Auden wrote For The Time Being: A Christmas Oratario during the darkest days of World War II. It is a remarkable piece of writing, a retelling and interpretation of the Christmas story that is meant to be savored in some ways well after the marketing hype of Christmas has died down and the serious business of living in a new year has begun. I will offer up a couple of pieces of the oratario in the next week along with a link to a digital version if you care to read the entire poem. This is one of those poems that can’t be absorbed in one reading, there is too much to think about, too much dense material to wade through.
None of us truly understand another’s spiritual beliefs. Auden’s poetry is filled with sign posts of his beliefs, his Anglican faith a center in his life. Auden was a gay man at a time when you could still go to prison in England for homosexuality and the Anglican church viewed homosexuality as deviant and wicked. Auden’s poetry is filled with discordance that may have its roots in the obstacles of aligning his strong sense of being a good citizen of the world and the isolation that being different can fester in Christianity. The greatest hypocrisy that can be at the core of Christianity, when it is used as a weapon to justify the actions of discrimination.
The sense I get in reading Auden is that he and I share something in common in our relationship with the Church; it is the foundation for our moral code and at the same time a source of discomfort in attempting to reconcile the entirety of Christianity’s contradictions with our own. Auden was a bundle of contradictions. He was a moralist who drank heavily, punctual but in a continual state of dishelvement, a homosexual who never appeared to be fully at ease with his sexuality and in many ways a subversive, avant garde writer who choose to write in traditional forms.
What is remarkable about the Oratorio is how succinctly he gets to the contradictions that are the holidays for so many people. It is a time of excitement, hope, love and joy for the fortunate who feel those uplifting sentiments in their lives. For many others it is a time of loneliness, isolation and unhappiness. Auden impecably sews together both realities in his version of the Christmas story. For The Time Being is not light reading. But if you choose to serve yourself up more intellectually challenging fair in digesting your holiday experience, I recommend finding a couple of hours sometime in the new year and sit down and read it. In Auden’s work you my find a companion to help you on your way. As he says below, “The Time Being is, in a sense, the most trying time of all.” In Auden’s version of the Christmas story some of us may more clearly see ourselves then the sanitized versions of Christmas that have surrounded us for the past weeks.

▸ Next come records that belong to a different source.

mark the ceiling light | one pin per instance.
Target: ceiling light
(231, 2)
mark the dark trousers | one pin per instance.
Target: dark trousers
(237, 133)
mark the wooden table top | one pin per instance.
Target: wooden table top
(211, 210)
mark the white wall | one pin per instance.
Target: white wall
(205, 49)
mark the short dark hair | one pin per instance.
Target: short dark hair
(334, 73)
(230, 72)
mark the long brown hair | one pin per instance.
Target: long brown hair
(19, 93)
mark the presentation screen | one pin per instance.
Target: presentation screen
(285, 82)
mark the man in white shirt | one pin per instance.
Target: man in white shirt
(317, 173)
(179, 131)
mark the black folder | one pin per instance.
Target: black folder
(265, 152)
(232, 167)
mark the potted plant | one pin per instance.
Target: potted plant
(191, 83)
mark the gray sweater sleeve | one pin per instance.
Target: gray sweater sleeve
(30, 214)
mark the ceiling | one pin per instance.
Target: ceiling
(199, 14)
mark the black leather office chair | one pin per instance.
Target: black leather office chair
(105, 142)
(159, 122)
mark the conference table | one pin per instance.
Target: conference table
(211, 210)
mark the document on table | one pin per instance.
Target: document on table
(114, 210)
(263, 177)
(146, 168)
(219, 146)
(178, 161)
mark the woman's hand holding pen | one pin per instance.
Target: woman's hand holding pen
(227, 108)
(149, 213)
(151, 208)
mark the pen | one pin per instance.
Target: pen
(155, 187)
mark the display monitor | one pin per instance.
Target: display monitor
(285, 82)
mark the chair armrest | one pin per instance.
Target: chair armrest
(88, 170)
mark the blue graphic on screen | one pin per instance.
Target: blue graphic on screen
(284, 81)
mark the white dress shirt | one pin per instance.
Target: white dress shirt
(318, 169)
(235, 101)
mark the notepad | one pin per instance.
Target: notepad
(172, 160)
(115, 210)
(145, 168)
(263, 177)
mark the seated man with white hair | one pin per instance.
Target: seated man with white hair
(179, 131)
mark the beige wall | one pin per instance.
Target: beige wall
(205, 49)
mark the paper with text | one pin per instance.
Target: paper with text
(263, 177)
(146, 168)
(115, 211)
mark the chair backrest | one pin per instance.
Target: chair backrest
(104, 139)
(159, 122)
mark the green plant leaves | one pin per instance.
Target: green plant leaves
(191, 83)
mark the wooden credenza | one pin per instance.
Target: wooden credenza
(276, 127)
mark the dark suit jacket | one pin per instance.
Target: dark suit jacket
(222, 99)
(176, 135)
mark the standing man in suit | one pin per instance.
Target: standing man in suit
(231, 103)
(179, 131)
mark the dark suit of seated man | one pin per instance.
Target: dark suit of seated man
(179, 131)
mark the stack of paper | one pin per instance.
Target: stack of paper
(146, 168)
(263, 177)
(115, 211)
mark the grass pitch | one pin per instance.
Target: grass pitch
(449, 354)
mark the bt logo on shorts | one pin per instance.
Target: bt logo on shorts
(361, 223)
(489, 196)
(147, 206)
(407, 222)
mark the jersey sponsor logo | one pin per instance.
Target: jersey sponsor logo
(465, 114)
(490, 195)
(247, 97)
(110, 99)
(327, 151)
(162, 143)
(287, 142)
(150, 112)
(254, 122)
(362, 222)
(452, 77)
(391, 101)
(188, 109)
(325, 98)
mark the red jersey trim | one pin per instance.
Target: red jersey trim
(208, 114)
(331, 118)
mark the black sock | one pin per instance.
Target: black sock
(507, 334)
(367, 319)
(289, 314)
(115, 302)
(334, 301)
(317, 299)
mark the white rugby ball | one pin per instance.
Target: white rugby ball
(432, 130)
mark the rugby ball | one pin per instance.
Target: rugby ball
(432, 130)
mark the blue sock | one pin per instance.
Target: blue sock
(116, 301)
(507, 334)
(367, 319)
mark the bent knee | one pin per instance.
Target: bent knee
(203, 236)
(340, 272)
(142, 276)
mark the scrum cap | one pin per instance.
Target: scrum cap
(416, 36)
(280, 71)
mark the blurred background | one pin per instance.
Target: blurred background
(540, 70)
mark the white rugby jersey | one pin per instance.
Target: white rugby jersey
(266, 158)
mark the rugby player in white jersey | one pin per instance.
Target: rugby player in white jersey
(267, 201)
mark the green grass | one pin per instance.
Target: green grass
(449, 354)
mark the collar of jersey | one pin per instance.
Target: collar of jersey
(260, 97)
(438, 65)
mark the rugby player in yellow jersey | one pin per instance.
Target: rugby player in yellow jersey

For The Time Being: A Christmas Oratorio
by W. H. Auden
Short Excerpt
The Christmas Feast is already a fading memory,
And already the mind begins to be vaguely aware
Of an unpleasant whiff of apprehension at the thought
Of Lent and Good Friday which cannot, after all, now
Be very far off. But, for the time being, here we all are,
Back in the moderate Aristotelian city
Of darning and the Eight-Fifteen, where Euclid’s geometry
And Newton’s mechanics would account for our experience,
And the kitchen table exists because I scrub it.
It seems to have shrunk during the holidays. The streets
Are much narrower than we remembered; we had forgotten
The office was as depressing as this…
The Time Being is, in a sense, the most trying time of all.
For the innocent children who whispered so excitedly
Outside the locked door where they knew the presents to be
Grew up when it opened. Now, recollecting that moment
We can repress the joy, but the guilt remains conscious;
Remembering the stable where for once in our lives
Everything became a You and nothing was an It.
And craving the sensation but ignoring the cause,
We look round for something, no matter what, to inhibit
Our self-reflection, and the obvious thing for that purpose
Would be some great suffering. So, once we have met the Son,
We are tempted ever after to pray to the Father;
“Lead us into temptation and evil for our sake.”
They will come, all right, don’t worry; probably in a form
That we do not expect, and certainly with a force
More dreadful than we can imagine. In the meantime
There are bills to be paid, machines to keep in repair,
Irregular verbs to learn, the Time Being to redeem
From insignificance. The happy morning is over,
The night of agony still to come; the time is noon:
When the Spirit must practice his scales of rejoicing
Without even a hostile audience, and the Soul endure
A silence that is neither for nor against her faith
That God’s Will will be done, That, in spite of her prayers,
God will cheat no one, not even the world of its triumph.
IV
Chorus
He is the Way.
Follow Him through the Land of Unlikeness;
You will see rare beasts, and have unique adventures.
He is the Truth.
Seek Him in the Kingdom of Anxiety;
You will come to a great city that has expected your return for years.
He is the Life.
Love Him in the World of the Flesh;
And at your marriage all its occasions shall dance for joy.